Ironic attack on a reporter while reporting on Hockey Canada

Irony, when you hold us. While reporting on recent developments in the Hockey Canada affair for the Canadian business channel BNN Bloomberg, journalist Paige Ellis suffered a live attack on Thursday from a man wearing a hockey jersey. It is a verbal assault with a sexual content, according to the journalist.

“There’s something eerily poetic about being sexually harassed by a man wearing a hockey jersey while talking about alleged sexual misconduct of hockey players,” the reporter tweeted. English, sharing the video of his assault.

“Sorry everyone, that really surprised me,” she said, after being abruptly interrupted by the man. Paige Ellis calmly continued her direct immediately afterwards.
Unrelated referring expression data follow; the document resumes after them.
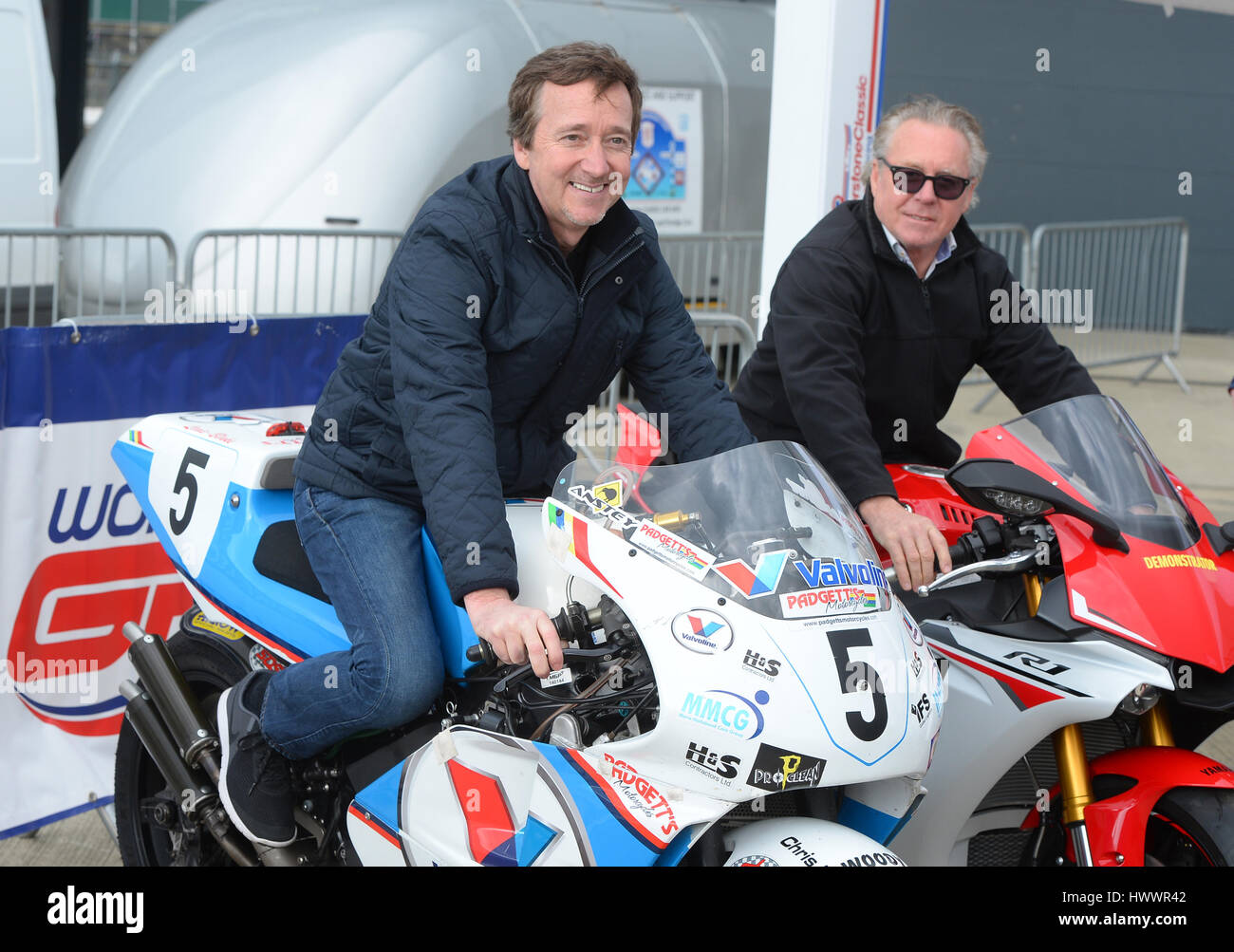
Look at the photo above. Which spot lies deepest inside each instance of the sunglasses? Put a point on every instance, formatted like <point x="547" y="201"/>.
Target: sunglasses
<point x="911" y="180"/>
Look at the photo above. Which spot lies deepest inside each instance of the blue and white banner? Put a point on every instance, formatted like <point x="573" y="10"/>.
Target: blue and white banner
<point x="78" y="557"/>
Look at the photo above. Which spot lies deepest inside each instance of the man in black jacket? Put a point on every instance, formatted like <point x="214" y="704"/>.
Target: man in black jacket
<point x="518" y="292"/>
<point x="877" y="314"/>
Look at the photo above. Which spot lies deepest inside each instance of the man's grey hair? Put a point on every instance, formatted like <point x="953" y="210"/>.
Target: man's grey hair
<point x="936" y="112"/>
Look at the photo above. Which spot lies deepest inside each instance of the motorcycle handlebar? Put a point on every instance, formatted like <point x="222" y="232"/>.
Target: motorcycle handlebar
<point x="962" y="554"/>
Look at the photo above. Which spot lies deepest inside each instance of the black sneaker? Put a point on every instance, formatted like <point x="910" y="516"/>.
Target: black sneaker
<point x="254" y="782"/>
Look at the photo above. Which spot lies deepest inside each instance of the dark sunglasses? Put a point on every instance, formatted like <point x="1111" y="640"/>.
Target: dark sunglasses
<point x="911" y="180"/>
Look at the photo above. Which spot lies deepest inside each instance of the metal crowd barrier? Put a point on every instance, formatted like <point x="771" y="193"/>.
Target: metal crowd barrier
<point x="292" y="272"/>
<point x="716" y="271"/>
<point x="1134" y="274"/>
<point x="1136" y="271"/>
<point x="728" y="341"/>
<point x="82" y="274"/>
<point x="1012" y="242"/>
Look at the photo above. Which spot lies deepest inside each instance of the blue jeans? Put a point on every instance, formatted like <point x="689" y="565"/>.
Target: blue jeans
<point x="366" y="554"/>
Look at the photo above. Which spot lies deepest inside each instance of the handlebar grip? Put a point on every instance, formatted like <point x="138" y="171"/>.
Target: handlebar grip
<point x="481" y="651"/>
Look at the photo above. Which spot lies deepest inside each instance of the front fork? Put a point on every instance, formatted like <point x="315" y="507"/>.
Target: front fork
<point x="1073" y="762"/>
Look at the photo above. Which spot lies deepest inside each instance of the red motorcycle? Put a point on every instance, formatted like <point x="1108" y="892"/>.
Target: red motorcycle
<point x="1087" y="627"/>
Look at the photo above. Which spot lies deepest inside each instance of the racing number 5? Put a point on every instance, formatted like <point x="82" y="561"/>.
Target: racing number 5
<point x="185" y="480"/>
<point x="852" y="674"/>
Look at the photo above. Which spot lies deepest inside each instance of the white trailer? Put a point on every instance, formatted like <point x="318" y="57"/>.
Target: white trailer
<point x="299" y="115"/>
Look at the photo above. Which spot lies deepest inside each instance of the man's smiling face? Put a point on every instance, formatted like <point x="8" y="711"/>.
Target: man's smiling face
<point x="579" y="157"/>
<point x="921" y="221"/>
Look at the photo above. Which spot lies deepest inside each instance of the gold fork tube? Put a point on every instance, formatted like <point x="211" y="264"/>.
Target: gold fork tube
<point x="1073" y="774"/>
<point x="1155" y="726"/>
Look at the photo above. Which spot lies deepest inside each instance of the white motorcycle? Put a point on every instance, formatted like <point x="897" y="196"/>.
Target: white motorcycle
<point x="735" y="660"/>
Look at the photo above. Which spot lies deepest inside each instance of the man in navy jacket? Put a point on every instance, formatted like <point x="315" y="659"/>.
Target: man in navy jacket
<point x="518" y="292"/>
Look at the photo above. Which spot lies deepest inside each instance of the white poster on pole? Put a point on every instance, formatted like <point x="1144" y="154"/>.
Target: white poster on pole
<point x="665" y="177"/>
<point x="826" y="90"/>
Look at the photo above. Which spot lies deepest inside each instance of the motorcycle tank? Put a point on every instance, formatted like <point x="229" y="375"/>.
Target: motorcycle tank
<point x="782" y="659"/>
<point x="1170" y="590"/>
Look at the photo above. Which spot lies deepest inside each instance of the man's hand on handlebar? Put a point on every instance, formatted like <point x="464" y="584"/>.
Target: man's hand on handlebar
<point x="912" y="542"/>
<point x="517" y="633"/>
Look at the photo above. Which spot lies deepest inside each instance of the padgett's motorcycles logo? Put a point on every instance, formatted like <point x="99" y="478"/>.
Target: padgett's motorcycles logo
<point x="66" y="646"/>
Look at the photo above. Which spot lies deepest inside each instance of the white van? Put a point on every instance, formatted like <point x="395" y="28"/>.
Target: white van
<point x="28" y="149"/>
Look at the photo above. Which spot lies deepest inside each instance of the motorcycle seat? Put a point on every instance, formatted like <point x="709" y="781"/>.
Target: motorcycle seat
<point x="282" y="557"/>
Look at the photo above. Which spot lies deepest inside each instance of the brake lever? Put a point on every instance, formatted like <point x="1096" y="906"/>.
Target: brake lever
<point x="1004" y="565"/>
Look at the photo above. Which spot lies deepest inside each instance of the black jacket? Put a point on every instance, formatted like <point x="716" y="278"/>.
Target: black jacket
<point x="477" y="349"/>
<point x="860" y="359"/>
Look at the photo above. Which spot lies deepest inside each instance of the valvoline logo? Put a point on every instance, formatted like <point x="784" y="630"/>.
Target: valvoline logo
<point x="754" y="582"/>
<point x="66" y="651"/>
<point x="702" y="631"/>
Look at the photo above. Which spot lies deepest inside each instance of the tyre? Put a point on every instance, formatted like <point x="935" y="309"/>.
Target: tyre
<point x="1191" y="827"/>
<point x="149" y="827"/>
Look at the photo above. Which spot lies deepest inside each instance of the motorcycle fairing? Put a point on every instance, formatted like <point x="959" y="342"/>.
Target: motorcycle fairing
<point x="480" y="798"/>
<point x="797" y="841"/>
<point x="1196" y="622"/>
<point x="220" y="571"/>
<point x="1117" y="825"/>
<point x="815" y="724"/>
<point x="986" y="728"/>
<point x="1187" y="625"/>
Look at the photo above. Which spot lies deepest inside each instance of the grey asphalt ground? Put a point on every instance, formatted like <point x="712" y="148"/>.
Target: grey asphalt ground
<point x="1192" y="434"/>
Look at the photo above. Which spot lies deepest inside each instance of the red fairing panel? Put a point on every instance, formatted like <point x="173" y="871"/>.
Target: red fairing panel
<point x="1177" y="603"/>
<point x="1117" y="825"/>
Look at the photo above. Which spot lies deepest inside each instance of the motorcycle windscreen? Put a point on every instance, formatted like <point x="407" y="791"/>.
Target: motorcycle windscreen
<point x="761" y="523"/>
<point x="1170" y="592"/>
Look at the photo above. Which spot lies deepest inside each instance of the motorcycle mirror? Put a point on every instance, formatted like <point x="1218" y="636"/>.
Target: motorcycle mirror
<point x="1221" y="536"/>
<point x="1003" y="487"/>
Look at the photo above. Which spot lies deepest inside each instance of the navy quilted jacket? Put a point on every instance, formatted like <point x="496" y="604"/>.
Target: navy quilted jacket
<point x="480" y="345"/>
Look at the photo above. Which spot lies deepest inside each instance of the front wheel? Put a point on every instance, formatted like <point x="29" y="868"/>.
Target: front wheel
<point x="1191" y="827"/>
<point x="151" y="828"/>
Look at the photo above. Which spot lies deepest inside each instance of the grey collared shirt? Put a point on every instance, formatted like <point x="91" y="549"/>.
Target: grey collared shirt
<point x="944" y="251"/>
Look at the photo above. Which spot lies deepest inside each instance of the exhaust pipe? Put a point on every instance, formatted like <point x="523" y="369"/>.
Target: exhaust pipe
<point x="196" y="742"/>
<point x="198" y="800"/>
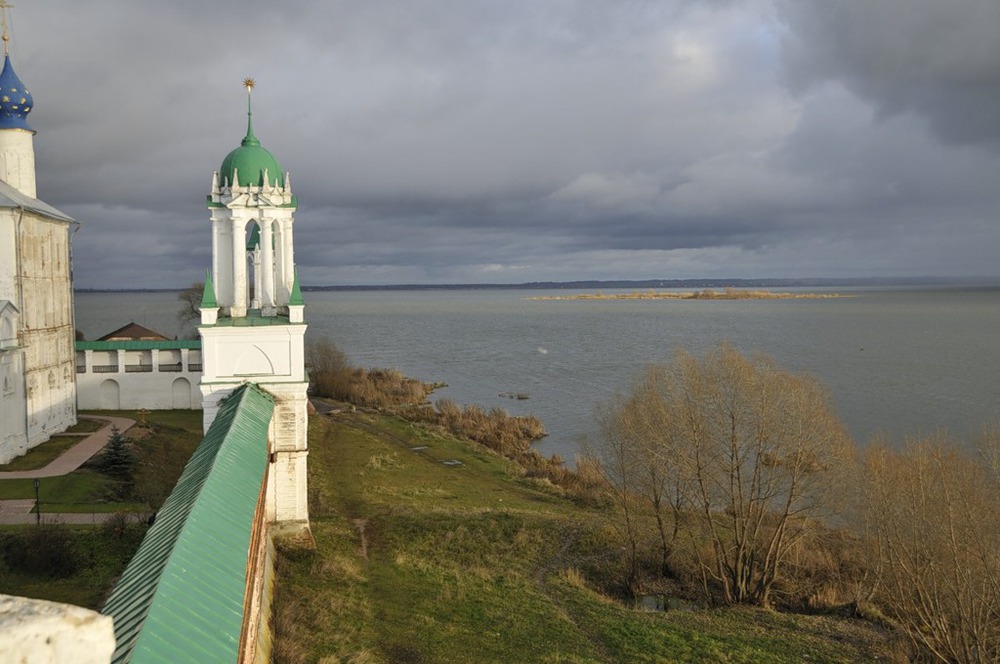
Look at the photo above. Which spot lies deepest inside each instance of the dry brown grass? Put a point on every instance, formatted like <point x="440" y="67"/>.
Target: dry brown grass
<point x="331" y="376"/>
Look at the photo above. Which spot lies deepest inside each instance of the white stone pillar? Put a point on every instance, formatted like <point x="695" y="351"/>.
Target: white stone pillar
<point x="256" y="301"/>
<point x="222" y="257"/>
<point x="287" y="260"/>
<point x="267" y="266"/>
<point x="239" y="308"/>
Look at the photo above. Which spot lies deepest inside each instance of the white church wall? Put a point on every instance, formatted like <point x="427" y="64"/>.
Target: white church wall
<point x="44" y="290"/>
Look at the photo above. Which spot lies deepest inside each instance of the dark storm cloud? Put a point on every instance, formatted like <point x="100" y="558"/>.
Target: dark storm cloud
<point x="433" y="141"/>
<point x="938" y="59"/>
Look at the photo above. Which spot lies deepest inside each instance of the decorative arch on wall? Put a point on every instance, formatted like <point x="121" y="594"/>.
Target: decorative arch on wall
<point x="254" y="362"/>
<point x="110" y="395"/>
<point x="180" y="392"/>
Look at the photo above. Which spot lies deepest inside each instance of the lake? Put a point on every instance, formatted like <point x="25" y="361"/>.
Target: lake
<point x="903" y="362"/>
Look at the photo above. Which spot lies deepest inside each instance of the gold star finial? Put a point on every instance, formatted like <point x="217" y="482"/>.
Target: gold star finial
<point x="3" y="17"/>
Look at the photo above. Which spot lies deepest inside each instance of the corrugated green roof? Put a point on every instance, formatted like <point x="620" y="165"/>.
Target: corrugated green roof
<point x="181" y="597"/>
<point x="139" y="344"/>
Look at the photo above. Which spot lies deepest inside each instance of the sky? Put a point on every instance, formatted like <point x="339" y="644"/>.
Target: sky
<point x="507" y="141"/>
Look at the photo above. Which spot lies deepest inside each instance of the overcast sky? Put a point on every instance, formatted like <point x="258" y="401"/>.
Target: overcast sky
<point x="505" y="141"/>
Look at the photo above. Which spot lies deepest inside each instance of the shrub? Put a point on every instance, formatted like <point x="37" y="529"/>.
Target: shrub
<point x="331" y="376"/>
<point x="47" y="550"/>
<point x="118" y="461"/>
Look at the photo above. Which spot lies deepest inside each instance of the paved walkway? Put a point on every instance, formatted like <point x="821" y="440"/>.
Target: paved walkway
<point x="75" y="456"/>
<point x="19" y="511"/>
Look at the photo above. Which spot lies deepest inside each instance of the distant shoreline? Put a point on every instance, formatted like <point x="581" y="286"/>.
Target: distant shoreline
<point x="862" y="282"/>
<point x="707" y="294"/>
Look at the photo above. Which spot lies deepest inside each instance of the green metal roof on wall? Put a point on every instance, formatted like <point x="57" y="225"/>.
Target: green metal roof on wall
<point x="181" y="597"/>
<point x="139" y="344"/>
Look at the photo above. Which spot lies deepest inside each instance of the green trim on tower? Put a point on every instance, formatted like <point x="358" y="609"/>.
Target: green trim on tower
<point x="208" y="296"/>
<point x="295" y="297"/>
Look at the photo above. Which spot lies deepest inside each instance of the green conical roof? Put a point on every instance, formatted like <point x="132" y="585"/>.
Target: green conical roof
<point x="249" y="161"/>
<point x="208" y="296"/>
<point x="295" y="297"/>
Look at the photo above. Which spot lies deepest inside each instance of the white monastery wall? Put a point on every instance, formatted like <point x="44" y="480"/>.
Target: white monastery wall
<point x="126" y="379"/>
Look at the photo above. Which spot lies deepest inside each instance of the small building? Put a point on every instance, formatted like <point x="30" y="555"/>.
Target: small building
<point x="135" y="367"/>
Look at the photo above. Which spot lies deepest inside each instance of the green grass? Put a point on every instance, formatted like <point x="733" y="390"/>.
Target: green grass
<point x="474" y="563"/>
<point x="86" y="425"/>
<point x="98" y="554"/>
<point x="42" y="455"/>
<point x="175" y="434"/>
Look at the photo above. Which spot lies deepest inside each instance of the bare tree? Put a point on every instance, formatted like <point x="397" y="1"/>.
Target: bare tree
<point x="745" y="453"/>
<point x="189" y="311"/>
<point x="933" y="516"/>
<point x="621" y="466"/>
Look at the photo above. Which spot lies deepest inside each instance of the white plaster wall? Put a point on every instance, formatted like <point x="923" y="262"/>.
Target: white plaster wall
<point x="8" y="261"/>
<point x="17" y="160"/>
<point x="43" y="632"/>
<point x="153" y="390"/>
<point x="13" y="435"/>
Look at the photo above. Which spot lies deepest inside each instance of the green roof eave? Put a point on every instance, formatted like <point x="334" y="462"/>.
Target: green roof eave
<point x="295" y="297"/>
<point x="181" y="598"/>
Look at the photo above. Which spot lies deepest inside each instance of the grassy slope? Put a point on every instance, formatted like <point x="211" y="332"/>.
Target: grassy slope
<point x="99" y="553"/>
<point x="419" y="561"/>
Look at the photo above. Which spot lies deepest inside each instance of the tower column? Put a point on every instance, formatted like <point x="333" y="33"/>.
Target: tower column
<point x="287" y="260"/>
<point x="239" y="307"/>
<point x="267" y="265"/>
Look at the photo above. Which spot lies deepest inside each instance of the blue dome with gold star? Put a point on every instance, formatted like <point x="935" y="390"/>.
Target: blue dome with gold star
<point x="15" y="100"/>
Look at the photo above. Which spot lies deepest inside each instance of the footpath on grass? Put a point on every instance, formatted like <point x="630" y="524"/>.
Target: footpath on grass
<point x="14" y="512"/>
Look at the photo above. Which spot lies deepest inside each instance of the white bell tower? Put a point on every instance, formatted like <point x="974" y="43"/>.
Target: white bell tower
<point x="252" y="324"/>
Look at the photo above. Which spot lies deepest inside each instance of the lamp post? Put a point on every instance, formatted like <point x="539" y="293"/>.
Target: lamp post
<point x="38" y="504"/>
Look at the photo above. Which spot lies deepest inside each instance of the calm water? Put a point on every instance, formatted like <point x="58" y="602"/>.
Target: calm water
<point x="900" y="362"/>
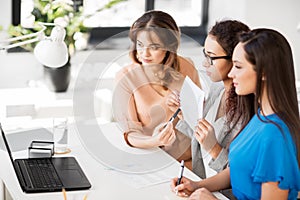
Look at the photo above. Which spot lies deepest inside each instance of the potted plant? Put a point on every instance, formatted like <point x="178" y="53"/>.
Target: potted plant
<point x="63" y="13"/>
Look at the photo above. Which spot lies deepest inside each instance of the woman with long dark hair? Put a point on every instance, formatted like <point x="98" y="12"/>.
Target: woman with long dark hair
<point x="264" y="156"/>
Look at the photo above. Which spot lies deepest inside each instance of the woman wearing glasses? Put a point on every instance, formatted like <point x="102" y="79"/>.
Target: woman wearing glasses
<point x="139" y="101"/>
<point x="221" y="122"/>
<point x="264" y="157"/>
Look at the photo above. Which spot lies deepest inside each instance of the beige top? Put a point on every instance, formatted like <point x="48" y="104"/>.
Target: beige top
<point x="139" y="104"/>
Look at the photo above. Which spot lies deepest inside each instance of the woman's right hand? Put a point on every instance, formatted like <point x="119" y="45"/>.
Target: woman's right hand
<point x="164" y="134"/>
<point x="185" y="188"/>
<point x="173" y="102"/>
His tweet has been shared over 2,000 times, and garnered over 10,000 likes.

The event came as many of Hockey Canada’s partners decided to sever their ties with the organization, and Justin Trudeau called for the departure of his management, following the unveiling of the existence of a second fund used to settle complaints of sexual assault at Hockey Canada.

Paige Ellis was precisely reporting the effects of the withdrawal of financial partners from the organization, when the man interrupted her. The journalist received many encouraging comments, lamenting that she had to endure this aggression, and congratulating her for the humor and professionalism with which she reacted.

Live attacks, an old cliché

Women journalists have long suffered such attacks live on television, as well as several other types of attacks, in person and online. According to a United Nations report published in 2021 on the occasion of the international day for the elimination of violence against women, this would be a widespread problem all over the world.

“While journalists, both men and women, are exposed to violence and threats to their safety in retaliation for their work, attacks against women are gender-based and highly sexualized, online and offline,” said Irene Khan, United Nations Special Rapporteur and Director General of the International Development Law Organization, at the release of the report.

The situation is not new. In 2015, in the pages of To have to, we learned that an obscene comment by Donald Trump having resurfaced in a video (“ F**k her right in the p***y ”) generated a wave of attacks on female journalists, where men hurled this sentence at them in the middle of the street.

“It is insulting, threatening and denigrating language which, in some cases, could be the subject of complaints to the police,” said then-Justice Minister Peter MacKay.

Remember that several years later, in 2022, Monia Chokri staged this phenomenon, making the trigger for her latest feature film, Baby sitterin a gesture of feminist reappropriation in the post-#MeToo era.